I too am glad to see this team firing on all cylinders, doing all the fundamentals right (in contrast to the Cardinals), after a spring that was a bit sloppy.

AniOhevMets said...

Hey Av,
First time, long time. What I am about to post has more to do with being a Mets fan in general than with this year’s Mets, but it will be somewhat cathartic for me to get this off my chest. I couldn't agree more with your description of the feelings that went along with last year's game 7 loss. Being in that stadium after Beltran was punched out, there was an immediate feeling of emptiness within me. I actually was going to Detroit that next day anyway to visit my friend at UMich Law. After the great win in game 6, I talked myself into the idea that there was no way the Mets weren't gonna be playing games 1 & 2 vs. the Tigers that weekend. All the stars were aligning. I was going to have UMich-Iowa on Saturday Afternoon in Ann Arbor for my first ever real college football game (Columbia games with a pee-wee-league-esque 50% extra point success rate don't count), followed by Saturday night and Sunday watching my Mets on the road in the World Series. And then came the inevitable gimpy-Cliff Floyd Strikeout and so on. Anyway, that feeling of emptiness following that game is common to many of us who as you said, invested so much emotion into this team. Almost every Mets season, there comes a point where I have the same realization that you had on that train ride; that feeling of, “Whoa. This is affecting me way too much. I need stop letting myself get so emotionally entwined with this team that I get into a really crappy mood for a significant amount of time whenever they lose a big game.”
I can recall another situation when this happened. In 2004 there was an extra-inning game vs. Cincinnati in June (you may remember it as the game where Kaz Matsui managed to get thrown out at the plate by 15 feet, running from second base on a Piazza double that bounced of the wall in dead-center field), that wasn’t necessarily a huge game, but it was one where the Mets came back from a 4-0 deficit to tie it in the eighth. Then they were able to get runners on in the 9th, 10th and 11th innings but never were able to push a run across. It was one of those games where I literally needed to take short walks in between innings through the empty rows of seats in front of me to manage the tension (I miss those empty Shea Summer-nights where you cold claim an entire section for yourself). Then Sean Casey hit a two-run bomb in the 12th, which pretty much ended it.
I asked myself that night, “why the hell do I care so much? Why do I let a bunch of guys who probably are not nearly as emotionally invested as myself, control my disposition to such a ridiculous extent?” I actually remember telling my girlfriend that I couldn’t let this happen anymore.
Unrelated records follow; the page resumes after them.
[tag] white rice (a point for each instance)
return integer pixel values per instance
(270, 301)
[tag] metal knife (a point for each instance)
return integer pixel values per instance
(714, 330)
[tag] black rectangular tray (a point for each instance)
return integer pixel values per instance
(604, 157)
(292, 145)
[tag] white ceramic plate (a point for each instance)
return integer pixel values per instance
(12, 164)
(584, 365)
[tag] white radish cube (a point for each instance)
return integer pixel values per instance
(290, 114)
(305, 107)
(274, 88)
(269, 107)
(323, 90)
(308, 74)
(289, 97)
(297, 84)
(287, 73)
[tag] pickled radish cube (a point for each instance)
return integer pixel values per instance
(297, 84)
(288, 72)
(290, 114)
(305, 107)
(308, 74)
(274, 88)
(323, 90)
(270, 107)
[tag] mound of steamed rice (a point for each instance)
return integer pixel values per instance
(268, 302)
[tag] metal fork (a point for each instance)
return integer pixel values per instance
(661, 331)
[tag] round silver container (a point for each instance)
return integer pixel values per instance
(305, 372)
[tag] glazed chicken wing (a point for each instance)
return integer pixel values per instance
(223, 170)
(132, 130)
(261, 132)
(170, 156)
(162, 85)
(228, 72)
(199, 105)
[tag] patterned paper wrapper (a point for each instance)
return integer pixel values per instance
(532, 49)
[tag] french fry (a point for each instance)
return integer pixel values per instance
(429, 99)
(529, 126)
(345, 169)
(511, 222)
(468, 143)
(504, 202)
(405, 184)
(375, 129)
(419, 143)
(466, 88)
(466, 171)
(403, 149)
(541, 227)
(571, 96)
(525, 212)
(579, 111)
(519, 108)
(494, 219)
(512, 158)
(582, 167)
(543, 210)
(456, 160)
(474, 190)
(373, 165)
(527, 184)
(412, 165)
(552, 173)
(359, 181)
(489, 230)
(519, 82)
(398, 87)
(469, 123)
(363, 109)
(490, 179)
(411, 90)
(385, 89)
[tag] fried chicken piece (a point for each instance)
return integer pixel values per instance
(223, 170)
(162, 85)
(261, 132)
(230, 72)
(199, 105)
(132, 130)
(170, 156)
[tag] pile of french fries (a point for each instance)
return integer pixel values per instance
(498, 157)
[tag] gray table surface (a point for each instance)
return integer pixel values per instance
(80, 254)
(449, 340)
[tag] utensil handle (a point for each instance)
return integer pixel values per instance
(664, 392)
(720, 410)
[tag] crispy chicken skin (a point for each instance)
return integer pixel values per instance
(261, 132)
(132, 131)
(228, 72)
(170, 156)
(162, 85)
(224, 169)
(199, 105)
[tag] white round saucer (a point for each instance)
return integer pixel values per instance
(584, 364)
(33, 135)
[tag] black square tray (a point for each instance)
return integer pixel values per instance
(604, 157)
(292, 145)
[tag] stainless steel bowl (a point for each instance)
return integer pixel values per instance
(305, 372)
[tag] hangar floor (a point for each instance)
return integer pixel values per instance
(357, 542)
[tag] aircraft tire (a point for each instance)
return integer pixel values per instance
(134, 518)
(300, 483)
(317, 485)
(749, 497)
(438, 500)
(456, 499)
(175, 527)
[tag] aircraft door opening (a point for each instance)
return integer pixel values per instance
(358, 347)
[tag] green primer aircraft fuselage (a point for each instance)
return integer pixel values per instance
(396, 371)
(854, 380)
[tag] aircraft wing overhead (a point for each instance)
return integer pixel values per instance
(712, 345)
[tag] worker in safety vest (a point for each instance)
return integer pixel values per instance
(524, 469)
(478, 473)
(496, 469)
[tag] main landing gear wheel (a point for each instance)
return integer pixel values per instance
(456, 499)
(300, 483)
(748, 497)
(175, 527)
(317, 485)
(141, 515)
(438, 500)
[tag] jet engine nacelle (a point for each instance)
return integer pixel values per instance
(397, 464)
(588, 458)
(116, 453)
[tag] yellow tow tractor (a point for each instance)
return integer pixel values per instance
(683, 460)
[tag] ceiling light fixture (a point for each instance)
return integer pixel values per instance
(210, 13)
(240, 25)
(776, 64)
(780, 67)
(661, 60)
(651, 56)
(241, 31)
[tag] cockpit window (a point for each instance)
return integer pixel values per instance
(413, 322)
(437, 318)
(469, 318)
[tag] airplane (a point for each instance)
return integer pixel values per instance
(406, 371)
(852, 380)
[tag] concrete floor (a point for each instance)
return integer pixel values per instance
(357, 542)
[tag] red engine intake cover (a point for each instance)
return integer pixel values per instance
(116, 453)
Enough was enough. But I’ll tell you, if you are a real sports fan, and particularly a Met fan, you can never cut that cord. After years upon years of being second-class citizens in your own city (Yanks), after multiple WTF trades and free-agent signings (I think we’re still paying Mo Vaughn), and the constant of having to beat out the most consistent franchise in American sports over the past 2 decades (Braves), the winning brings you back and you immediately start drinking the cool-aid again. We all want that high of climbing that mountain and winning the championship, but the price that we pay is that aweful feeling we had last year when the team loses. The truth is that if it did not hurt so much when they lose, it can’t be as good as it could when we win (the emotional investment goes both ways). We don’t want to invest ourselves this much in a baseball team. It is unhealthy, shallow and lacks perspective on what is important in life; the problem is, we just can’t help it. On that note, after an excellent 2007 opening series vs. the Cardinals, I am once again investing lots of emotional stock in this year’s squad. Let’s hope the market doesn’t crash in October this time around.

Danny the Manny said...

At some point, I joined the Mets mailing list. This entitles me to a free schedule courtesy of the organization. It arrived today. After the Sabbath, I rushed to get the envelope open, to uncover the contents buried within. And while I did that, I got a paper cut that is now affecting my typing ability.

The point? If I need a blood transfusion at any point, I'm calling William Iannicello to make the transfer.